To be blunt, Europe is a mess. It is difficult to read through any of the morning papers these days and not feel pessimistic. Not only has the market fell victim to headline-driven volatility, the stories behind each one illustrates a gloomy outlook for the region.

The credit market has sharply sold off sovereign debt throughout the region, thus driving up the cost of borrowing for many European governments. The immediate response has been for policymakers to pursue austerity programs. However, along with government cutbacks come fewer public sector jobs, higher unemployment, less consumer spending, and higher costs to administer the notoriously generous European social safety net.

Until now, the debt crisis was the major problem plaguing Europe.

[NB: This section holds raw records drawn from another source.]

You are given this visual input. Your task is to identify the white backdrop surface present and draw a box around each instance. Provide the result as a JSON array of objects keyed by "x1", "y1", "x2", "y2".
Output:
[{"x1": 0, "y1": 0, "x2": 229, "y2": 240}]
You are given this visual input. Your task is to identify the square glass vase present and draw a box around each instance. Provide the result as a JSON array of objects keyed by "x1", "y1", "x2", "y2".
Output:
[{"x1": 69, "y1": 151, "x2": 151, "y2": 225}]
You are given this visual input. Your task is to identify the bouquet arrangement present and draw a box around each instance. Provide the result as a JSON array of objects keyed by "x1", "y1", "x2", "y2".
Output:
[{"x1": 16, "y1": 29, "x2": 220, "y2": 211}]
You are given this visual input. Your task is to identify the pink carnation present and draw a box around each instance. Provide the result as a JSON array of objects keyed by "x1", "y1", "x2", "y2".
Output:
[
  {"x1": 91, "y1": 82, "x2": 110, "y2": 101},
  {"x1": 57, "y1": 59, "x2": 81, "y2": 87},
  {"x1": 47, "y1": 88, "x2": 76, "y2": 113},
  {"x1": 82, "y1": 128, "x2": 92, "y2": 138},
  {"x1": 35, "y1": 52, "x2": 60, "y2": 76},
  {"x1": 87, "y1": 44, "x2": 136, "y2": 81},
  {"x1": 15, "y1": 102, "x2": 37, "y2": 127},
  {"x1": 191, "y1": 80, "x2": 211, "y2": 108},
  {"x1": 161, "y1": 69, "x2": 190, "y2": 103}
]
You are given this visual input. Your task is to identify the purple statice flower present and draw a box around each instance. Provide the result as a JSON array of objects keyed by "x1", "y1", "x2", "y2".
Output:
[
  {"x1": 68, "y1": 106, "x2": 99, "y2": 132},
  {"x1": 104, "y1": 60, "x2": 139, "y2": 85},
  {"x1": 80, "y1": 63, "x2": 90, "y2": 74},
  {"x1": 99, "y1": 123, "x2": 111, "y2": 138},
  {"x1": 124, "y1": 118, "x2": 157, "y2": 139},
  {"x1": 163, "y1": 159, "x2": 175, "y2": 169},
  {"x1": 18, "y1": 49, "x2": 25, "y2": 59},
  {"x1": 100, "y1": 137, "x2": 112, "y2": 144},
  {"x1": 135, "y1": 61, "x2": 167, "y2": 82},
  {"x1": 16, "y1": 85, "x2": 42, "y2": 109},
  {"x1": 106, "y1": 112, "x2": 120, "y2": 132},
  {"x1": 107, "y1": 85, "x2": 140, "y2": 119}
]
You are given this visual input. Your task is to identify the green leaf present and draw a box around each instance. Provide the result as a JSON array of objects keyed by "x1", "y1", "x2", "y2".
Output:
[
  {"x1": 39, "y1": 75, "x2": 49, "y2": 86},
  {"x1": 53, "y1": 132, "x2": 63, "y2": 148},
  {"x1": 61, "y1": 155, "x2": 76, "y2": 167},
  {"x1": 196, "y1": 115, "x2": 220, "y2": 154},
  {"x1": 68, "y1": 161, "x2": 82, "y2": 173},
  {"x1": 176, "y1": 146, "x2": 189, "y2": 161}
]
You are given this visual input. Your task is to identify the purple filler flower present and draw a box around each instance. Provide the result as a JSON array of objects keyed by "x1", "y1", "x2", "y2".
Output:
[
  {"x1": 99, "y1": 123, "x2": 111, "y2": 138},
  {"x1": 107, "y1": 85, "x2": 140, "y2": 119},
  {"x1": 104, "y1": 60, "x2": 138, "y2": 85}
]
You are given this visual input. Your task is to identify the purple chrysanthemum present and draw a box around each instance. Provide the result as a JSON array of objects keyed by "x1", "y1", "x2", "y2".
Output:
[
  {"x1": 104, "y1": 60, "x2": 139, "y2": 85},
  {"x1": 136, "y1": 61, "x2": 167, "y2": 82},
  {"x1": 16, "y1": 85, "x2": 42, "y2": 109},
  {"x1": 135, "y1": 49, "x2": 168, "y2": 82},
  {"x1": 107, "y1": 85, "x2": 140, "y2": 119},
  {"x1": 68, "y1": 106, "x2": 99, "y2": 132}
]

This month, data has emerged that highlights the possibility of a pending recession in the region.

On Monday, the European Union’s statistics office, Eurostat, reported that industrial production fell by 2.0% in the 17-member euro area between August and September 2011. This represents the largest drop since February 2009. While industrial production still rose 2.2% year-over-year, this was the weakest gain in nearly two years.

On Tuesday, Eurostat reported that GDP rose 0.2% quarter-over-quarter (this compares to 0.6% in the United States and 1.5% in Japan). Based on eurozone surveys that suggest a manufacturing contraction took place in October, many economists now forecast a decline in GDP for the remaining quarter of this year. Because it takes only two consecutive GDP contractions to constitute a recession, what repercussions would North America face with a contracting European economy?

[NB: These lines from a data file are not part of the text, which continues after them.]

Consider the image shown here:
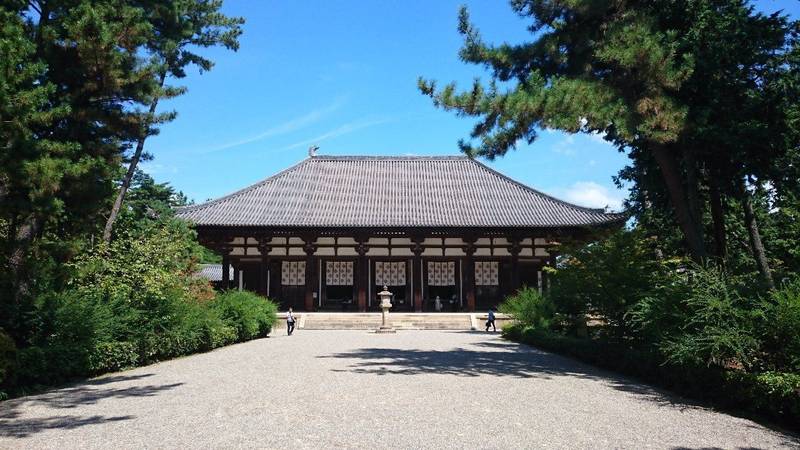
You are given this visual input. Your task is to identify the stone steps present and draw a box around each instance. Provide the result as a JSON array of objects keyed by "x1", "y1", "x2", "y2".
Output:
[{"x1": 298, "y1": 313, "x2": 472, "y2": 330}]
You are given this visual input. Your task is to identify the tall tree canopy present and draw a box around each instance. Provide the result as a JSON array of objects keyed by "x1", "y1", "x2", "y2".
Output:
[
  {"x1": 0, "y1": 0, "x2": 242, "y2": 334},
  {"x1": 419, "y1": 0, "x2": 797, "y2": 276}
]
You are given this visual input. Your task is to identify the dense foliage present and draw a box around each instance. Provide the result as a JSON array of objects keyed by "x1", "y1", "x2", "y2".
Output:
[
  {"x1": 432, "y1": 0, "x2": 800, "y2": 423},
  {"x1": 0, "y1": 0, "x2": 242, "y2": 352},
  {"x1": 0, "y1": 205, "x2": 276, "y2": 398},
  {"x1": 0, "y1": 0, "x2": 258, "y2": 398},
  {"x1": 419, "y1": 0, "x2": 800, "y2": 276},
  {"x1": 499, "y1": 287, "x2": 555, "y2": 330},
  {"x1": 501, "y1": 229, "x2": 800, "y2": 423}
]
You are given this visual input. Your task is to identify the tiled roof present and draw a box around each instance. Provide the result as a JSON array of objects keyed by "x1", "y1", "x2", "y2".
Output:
[
  {"x1": 195, "y1": 264, "x2": 233, "y2": 281},
  {"x1": 178, "y1": 156, "x2": 625, "y2": 228}
]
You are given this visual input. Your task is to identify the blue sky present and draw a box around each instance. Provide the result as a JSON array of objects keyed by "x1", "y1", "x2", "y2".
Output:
[{"x1": 143, "y1": 0, "x2": 800, "y2": 208}]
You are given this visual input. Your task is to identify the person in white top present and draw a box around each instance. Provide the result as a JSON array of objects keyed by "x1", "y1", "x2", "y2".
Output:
[{"x1": 286, "y1": 308, "x2": 294, "y2": 336}]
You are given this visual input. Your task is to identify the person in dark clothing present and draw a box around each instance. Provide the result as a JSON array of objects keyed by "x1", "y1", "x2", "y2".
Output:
[
  {"x1": 486, "y1": 308, "x2": 497, "y2": 331},
  {"x1": 286, "y1": 308, "x2": 294, "y2": 336}
]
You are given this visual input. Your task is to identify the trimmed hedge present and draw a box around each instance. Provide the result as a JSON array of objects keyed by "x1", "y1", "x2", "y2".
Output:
[
  {"x1": 503, "y1": 324, "x2": 800, "y2": 431},
  {"x1": 0, "y1": 291, "x2": 277, "y2": 400},
  {"x1": 211, "y1": 291, "x2": 278, "y2": 341}
]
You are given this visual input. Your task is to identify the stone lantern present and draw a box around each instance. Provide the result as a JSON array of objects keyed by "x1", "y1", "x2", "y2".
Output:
[{"x1": 375, "y1": 286, "x2": 395, "y2": 333}]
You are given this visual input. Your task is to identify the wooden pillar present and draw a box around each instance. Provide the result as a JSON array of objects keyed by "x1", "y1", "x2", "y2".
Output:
[
  {"x1": 220, "y1": 247, "x2": 231, "y2": 290},
  {"x1": 462, "y1": 239, "x2": 475, "y2": 312},
  {"x1": 303, "y1": 237, "x2": 320, "y2": 311},
  {"x1": 258, "y1": 236, "x2": 272, "y2": 297},
  {"x1": 508, "y1": 238, "x2": 522, "y2": 294},
  {"x1": 231, "y1": 264, "x2": 242, "y2": 291},
  {"x1": 411, "y1": 238, "x2": 424, "y2": 312},
  {"x1": 356, "y1": 240, "x2": 369, "y2": 312}
]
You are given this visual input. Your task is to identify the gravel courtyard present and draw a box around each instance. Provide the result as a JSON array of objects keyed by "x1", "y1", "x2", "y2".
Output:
[{"x1": 0, "y1": 330, "x2": 800, "y2": 449}]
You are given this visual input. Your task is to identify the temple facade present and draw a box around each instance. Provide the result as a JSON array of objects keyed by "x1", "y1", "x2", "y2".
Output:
[{"x1": 178, "y1": 156, "x2": 625, "y2": 312}]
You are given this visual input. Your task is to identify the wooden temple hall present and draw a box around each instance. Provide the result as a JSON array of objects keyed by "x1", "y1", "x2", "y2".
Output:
[{"x1": 178, "y1": 153, "x2": 624, "y2": 312}]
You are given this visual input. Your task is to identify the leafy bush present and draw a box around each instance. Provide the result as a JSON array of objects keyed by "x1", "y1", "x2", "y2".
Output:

The Atlantic that separates America from Europe is more than merely a geographic divide. Europe may be America’s large trading partner (22.34% of total exports in 2010), but European exports impact GDP only moderately. In 2010, exports to Europe accounted for a slim 1.97% of America’s $14.5T GDP. This compares to an average 1.81% from 2000-2010. In fact, total exports to all countries around the globe accounted for only 8.80% of American GDP in 2010. This compares to an average 7.56% from 2000-2010.

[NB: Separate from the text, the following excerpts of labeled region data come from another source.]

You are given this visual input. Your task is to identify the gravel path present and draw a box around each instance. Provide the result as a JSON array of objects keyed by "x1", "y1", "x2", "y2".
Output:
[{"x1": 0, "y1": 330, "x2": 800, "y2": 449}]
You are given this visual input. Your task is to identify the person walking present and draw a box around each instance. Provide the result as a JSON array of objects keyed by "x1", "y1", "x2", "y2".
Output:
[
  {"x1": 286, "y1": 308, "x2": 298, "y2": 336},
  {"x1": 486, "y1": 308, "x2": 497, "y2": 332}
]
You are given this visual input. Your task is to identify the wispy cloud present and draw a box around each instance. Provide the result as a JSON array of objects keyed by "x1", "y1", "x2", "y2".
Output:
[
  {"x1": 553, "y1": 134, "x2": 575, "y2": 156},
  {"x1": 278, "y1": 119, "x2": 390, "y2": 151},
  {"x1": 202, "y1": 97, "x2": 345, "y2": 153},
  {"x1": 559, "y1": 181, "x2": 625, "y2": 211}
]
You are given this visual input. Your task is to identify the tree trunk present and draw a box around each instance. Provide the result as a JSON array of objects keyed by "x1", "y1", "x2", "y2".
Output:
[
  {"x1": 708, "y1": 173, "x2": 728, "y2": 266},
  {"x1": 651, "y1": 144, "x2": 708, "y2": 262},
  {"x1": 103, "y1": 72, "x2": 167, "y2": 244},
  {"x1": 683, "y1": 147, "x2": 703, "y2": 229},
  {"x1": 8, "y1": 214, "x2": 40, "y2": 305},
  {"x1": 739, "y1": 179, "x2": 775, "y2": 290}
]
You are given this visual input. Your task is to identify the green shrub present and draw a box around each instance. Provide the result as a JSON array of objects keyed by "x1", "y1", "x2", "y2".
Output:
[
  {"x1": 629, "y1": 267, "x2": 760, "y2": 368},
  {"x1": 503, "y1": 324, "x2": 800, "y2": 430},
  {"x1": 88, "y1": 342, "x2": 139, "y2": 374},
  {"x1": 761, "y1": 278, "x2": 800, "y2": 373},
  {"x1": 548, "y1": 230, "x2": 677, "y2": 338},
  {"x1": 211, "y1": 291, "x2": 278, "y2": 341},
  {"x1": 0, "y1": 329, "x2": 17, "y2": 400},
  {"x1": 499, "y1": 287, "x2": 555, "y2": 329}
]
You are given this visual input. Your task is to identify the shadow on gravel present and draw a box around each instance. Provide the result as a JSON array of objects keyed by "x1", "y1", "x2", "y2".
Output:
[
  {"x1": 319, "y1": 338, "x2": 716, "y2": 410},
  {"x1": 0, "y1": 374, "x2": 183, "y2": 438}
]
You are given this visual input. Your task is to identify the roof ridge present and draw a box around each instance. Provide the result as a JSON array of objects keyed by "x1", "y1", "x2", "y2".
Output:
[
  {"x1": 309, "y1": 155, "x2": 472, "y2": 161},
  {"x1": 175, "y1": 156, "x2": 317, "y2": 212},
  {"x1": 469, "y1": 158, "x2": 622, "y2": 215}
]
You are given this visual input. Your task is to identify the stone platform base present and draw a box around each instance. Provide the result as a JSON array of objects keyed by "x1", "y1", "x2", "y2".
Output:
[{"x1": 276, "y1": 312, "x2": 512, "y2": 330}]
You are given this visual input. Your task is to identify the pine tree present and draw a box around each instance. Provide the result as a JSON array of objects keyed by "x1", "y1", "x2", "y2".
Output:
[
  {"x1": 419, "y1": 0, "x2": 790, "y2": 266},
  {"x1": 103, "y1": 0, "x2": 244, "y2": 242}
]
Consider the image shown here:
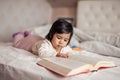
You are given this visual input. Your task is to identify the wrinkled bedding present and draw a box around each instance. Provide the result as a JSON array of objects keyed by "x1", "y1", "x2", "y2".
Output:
[{"x1": 0, "y1": 26, "x2": 120, "y2": 80}]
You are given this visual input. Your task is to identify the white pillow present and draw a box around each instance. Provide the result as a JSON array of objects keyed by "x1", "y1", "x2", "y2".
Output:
[{"x1": 31, "y1": 24, "x2": 52, "y2": 37}]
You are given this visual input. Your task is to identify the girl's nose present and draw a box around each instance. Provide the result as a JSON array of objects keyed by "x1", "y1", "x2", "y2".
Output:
[{"x1": 59, "y1": 40, "x2": 63, "y2": 44}]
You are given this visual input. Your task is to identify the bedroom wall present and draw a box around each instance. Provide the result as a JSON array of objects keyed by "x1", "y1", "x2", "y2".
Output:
[
  {"x1": 48, "y1": 0, "x2": 78, "y2": 24},
  {"x1": 0, "y1": 0, "x2": 52, "y2": 42},
  {"x1": 77, "y1": 0, "x2": 120, "y2": 33}
]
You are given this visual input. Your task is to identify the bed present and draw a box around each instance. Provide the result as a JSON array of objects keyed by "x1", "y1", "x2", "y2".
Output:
[{"x1": 0, "y1": 0, "x2": 120, "y2": 80}]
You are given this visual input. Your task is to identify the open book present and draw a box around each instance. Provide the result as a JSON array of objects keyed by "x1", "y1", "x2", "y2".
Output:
[{"x1": 37, "y1": 57, "x2": 115, "y2": 77}]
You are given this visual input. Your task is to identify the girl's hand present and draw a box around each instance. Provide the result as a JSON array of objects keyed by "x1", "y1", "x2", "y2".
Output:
[{"x1": 56, "y1": 53, "x2": 69, "y2": 58}]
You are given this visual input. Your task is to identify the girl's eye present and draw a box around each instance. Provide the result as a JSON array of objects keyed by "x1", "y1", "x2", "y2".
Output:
[
  {"x1": 57, "y1": 37, "x2": 61, "y2": 39},
  {"x1": 64, "y1": 39, "x2": 68, "y2": 42}
]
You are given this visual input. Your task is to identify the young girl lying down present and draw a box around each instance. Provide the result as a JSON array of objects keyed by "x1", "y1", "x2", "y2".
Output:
[{"x1": 13, "y1": 19, "x2": 79, "y2": 58}]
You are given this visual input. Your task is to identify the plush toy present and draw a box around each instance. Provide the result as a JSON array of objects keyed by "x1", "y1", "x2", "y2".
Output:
[
  {"x1": 72, "y1": 45, "x2": 80, "y2": 51},
  {"x1": 12, "y1": 31, "x2": 31, "y2": 43}
]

While America is not immune to a European recession, its impact would be marginal. Though it is true that American banks do hold sovereign debt on their balance sheet, the figure reported to Congress last month was $640B. This represents only 5% of total American bank assets. While larger summations of German and France bonds are held, both those countries hold prime AAA credit ratings, suggesting their highest possible credit-worthiness.

Overall, markets continue to trade off newspaper headlines from Europe. However, the disconnect between an inexpensive stock market and the strongest ever corporate earnings on the S&P 500 this year accompanies two observations. First, America is only marginally vulnerable to a European recession. Second, investors can use this environment as an opportunity to buy stocks cheap. Recall that Warren Buffett (who invested $23.9B last quarter, the most in 15 years) has said time and again to “be greedy when others are fearful and fearful when others are greedy.”